Buck Parrish Electric said:


> That's alot of work. But a young guy would enjoy all the hours. Esspecially here not to long before Christmas. How many hours past 40 does time and a half turn in to double time ?


It varies for IBEW locals based on the bargaining agreement, but for example ours as inside wireman is OT after 8, double time after 12. If you're scheduled for 4/10's then you forfeit the OT from 8-10. But then on top of that we get OT as our shift differential, before 6am is OT and I'd have to look up what time but the same thing applies to nights. The lineman I've talked to have twice as many OT/DT hours as ST hours and these guys aren't even on the road.


----------



## SWDweller (Dec 9, 2020)

Definitely a job for younger people. I can recall working ice storms in the mid west and coming home every 3 days or so. You could could sleep on the back seat of the line truck when you got really tired.


----------



## MikeFL (Apr 16, 2016)

Here's a story on mutual aid from a energy co-op whose service area is some barrier islands, includes Cape Ccoral, out into the everglades to the south and comes out on Marco Island.

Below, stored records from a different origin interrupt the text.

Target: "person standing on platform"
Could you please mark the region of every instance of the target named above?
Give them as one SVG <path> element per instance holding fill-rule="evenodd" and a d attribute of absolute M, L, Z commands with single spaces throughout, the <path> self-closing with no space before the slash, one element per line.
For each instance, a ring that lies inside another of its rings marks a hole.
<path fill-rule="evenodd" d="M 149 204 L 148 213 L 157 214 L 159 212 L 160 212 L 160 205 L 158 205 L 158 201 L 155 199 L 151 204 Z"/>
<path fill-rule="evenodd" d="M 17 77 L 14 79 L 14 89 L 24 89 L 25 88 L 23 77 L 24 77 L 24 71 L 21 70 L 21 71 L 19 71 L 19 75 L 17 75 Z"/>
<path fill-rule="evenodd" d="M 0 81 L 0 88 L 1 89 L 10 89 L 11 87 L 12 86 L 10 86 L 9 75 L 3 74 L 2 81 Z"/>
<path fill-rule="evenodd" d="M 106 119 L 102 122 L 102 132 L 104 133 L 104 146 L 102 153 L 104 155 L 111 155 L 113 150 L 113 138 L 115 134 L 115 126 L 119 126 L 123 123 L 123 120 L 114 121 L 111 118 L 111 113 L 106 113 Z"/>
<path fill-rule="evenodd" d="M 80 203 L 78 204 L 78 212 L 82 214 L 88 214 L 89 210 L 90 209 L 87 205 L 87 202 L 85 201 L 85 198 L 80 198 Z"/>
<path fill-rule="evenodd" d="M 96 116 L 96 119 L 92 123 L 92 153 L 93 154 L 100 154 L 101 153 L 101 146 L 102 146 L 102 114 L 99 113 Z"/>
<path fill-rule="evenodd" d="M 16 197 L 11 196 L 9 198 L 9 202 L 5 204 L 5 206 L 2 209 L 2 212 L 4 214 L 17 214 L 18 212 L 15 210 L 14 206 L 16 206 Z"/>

They haven't near the resources of FPL who I would consider the best in the world at mitigation. FPL has a retired Army General commanding operations to house and feed umpteen tens of thousands of mutual aid linemen and all the logistics of equipment & materials.


----------



## MikeFL (Apr 16, 2016)

Crews finally get onto Sanibel Island after rebuilding causeway islands in under 2 weeks.


----------



## MikeFL (Apr 16, 2016)

Staging the crews to enter Sanibel Island as they finish up the repairs to the causeway islands.


----------